母であるハンナ・ククルはメリッサ様と親友。母が腹に子を宿した際にアルト様は既に出産されていた。ハンナは「自分の子がもしも女の子であったらアルト様の妻にどうだろう?」とメリッサ様に手紙でお伺いを立てた。するとメリッサ様から是非にという返事が来た。その証拠の手紙がある。だから自分は母の胎にいた時分からのアルト様の婚約者である。正式な婚約証書ではないが、きちんと書面にされている。これを反故にするのは受け入れられない。
ということである。手紙も見せてもらった。
《喜んでハンナ様のお嬢様をアルトの妻に迎えたく存じます。ハンナ様のお子であればきっと美しき淑女となられることでしょうし、光栄なお話かと存じます。
子供とは可愛いもの。早めに良縁を見つけてやりたい気持ちはよく伝わりました。
まずは男の子であれ、女の子であれ、無事なお子様を産まれることを心から願っております。
恵みの雨とは申しますが、やや肌寒く感じる季節。どうぞご自愛くださりますよう心からお祈りする次第です。
メリッサ・ディナトール》
かなり変則的なお手紙だが、確かにハンナ様のお嬢様をアルトの妻に…と書いてある。
「確かに手紙の文字自体はメリッサのもののようだね。ちょっと右上がりの癖字が特徴的だ。」
お父様が認めた。
私は唸ってしまった。アルトはマリディ様の婚約者なの?折角相愛になったアルトを盗られるのはすごく嫌だ。アルトが大好きなのだ。私はアルトのお嫁さんになりたい。でもメリッサ様のお手紙…
「ふふん。わたくしこそアルト様の未来の妻なのよ。生まれる前からの約束で15年間アルト様の為に花嫁修業に勤しんできたのですもの。」
マリディ様は胸を張った。そして例のふくふくと小鼻を膨らませる独特の表情をされている。

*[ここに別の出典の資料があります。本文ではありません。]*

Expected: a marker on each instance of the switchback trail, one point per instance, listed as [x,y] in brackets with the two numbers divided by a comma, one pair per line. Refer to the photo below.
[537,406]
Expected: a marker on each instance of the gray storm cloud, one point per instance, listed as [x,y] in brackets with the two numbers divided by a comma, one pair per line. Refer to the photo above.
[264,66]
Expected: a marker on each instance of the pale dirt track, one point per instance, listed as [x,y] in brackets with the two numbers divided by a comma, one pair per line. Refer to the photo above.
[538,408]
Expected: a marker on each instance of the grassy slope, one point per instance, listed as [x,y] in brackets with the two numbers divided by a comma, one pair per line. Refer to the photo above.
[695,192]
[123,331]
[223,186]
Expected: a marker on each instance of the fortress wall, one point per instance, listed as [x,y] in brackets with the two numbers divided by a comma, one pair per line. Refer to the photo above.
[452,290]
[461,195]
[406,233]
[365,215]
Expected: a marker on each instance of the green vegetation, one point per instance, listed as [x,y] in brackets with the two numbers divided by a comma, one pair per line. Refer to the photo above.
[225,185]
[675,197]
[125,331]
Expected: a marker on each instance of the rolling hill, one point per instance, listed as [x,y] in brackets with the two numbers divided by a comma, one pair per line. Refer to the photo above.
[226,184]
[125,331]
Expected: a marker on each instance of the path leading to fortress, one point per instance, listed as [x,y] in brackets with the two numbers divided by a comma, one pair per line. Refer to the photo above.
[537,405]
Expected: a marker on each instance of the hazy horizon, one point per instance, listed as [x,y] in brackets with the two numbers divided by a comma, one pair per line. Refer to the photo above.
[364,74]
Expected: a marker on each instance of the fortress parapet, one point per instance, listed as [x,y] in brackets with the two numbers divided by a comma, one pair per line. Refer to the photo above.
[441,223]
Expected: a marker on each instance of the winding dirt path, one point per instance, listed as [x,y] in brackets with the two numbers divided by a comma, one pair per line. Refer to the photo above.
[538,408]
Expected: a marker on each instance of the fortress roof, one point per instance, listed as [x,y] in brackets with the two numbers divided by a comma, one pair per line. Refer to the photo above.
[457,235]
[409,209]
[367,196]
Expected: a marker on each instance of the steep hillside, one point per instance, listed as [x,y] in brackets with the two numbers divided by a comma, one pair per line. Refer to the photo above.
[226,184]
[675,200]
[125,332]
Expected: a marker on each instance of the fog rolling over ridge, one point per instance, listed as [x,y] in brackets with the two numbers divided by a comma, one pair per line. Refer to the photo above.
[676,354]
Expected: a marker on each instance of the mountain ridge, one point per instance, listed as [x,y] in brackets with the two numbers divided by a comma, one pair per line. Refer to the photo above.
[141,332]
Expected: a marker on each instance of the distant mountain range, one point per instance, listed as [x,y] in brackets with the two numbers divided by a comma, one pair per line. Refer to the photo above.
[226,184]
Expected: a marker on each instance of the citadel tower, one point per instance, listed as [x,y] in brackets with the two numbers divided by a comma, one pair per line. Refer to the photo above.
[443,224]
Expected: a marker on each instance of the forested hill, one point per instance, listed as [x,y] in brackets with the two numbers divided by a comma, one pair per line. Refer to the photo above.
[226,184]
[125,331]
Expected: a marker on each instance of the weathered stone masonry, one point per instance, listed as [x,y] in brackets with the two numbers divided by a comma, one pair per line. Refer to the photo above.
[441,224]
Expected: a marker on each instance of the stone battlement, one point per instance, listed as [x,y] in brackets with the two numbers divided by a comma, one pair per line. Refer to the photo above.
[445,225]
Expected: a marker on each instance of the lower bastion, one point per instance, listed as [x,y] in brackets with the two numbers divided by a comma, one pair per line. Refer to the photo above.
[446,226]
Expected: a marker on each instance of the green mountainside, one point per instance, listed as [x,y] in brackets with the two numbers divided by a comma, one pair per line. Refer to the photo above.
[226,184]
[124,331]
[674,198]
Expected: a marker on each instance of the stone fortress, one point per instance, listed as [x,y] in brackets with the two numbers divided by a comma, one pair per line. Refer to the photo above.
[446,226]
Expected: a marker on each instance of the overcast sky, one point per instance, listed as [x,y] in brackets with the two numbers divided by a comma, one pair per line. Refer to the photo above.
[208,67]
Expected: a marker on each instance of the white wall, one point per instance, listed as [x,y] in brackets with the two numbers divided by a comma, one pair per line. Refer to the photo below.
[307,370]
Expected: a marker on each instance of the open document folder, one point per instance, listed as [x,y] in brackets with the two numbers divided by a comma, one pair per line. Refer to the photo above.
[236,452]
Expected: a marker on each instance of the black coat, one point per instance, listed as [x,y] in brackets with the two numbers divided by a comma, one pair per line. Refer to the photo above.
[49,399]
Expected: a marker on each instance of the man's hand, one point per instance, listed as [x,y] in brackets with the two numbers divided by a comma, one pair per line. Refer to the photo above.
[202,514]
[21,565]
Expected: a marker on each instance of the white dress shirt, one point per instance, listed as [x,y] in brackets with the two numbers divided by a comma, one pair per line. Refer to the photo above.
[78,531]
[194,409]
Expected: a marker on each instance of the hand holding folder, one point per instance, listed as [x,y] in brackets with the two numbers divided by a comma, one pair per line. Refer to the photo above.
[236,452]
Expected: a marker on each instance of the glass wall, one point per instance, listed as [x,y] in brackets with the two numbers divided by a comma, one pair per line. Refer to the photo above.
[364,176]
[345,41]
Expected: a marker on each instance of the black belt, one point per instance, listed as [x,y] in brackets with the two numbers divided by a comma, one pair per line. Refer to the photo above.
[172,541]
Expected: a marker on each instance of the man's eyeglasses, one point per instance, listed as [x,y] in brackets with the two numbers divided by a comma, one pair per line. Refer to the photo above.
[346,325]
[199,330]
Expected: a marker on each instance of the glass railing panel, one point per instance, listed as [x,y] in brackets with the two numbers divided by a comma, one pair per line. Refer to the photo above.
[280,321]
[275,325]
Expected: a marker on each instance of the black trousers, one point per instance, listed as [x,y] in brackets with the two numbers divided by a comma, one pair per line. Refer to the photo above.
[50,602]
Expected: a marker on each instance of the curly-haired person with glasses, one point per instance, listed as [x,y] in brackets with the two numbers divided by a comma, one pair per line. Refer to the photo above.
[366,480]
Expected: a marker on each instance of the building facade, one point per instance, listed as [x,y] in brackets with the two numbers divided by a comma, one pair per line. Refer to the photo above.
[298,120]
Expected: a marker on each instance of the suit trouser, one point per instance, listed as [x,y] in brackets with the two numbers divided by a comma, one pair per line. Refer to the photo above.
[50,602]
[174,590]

「事情は分かったが、俺はメリッサからこの一件を聞いていない。そして貴族家の結婚は通常家長が決めるものだ。つまりメリッサではなく俺からの手紙でなければ意味がないね。」
お父様があっさり答えた。
「なっ!?約束を反故になさるというの!?」
「反故じゃなくて、初めから無効だと言っているのだよ。」
「そ、そんなの許せませんわ!わたくしの15年間を何だと思っていらっしゃるの!?確かに家長はミカルド様かもしれませんけれど、メリッサ様がお腹を痛めて産んだ子ではないですか。メリッサ様の遺志を無駄にされるのですか!?」
「遺志…ねえ…まあ、即答は避けさせてもらうけれど、前提条件として、その手紙は無効だ。その上でメリッサの意図を調べてはみるよ。軽々しく約束をするような女性でもなかったしね。君は、もう今夜は休んだ方がいい。離れを掃除させたから。」
お父様は胡乱な目でマリディ様を見ていらっしゃる。とりあえず家長であるお父様が手紙は無効だと仰るなら、安心しても大丈夫なのだろう。ほっと息をついた。
お父様は侍従らを指示してマリディ様たちを離れに追いやった。
「父上…」
アルトが不安そうにお父様を見た。
「安心しておいで、アルト。ロレッタちゃん。こんな無理は通させやしないから。そもそもメリッサの親友がハンナ夫人というのも疑わしい話だ。でもね、ロレッタちゃんにお願いが…」
お父様に耳打ちされてちょっと困った顔になってしまった。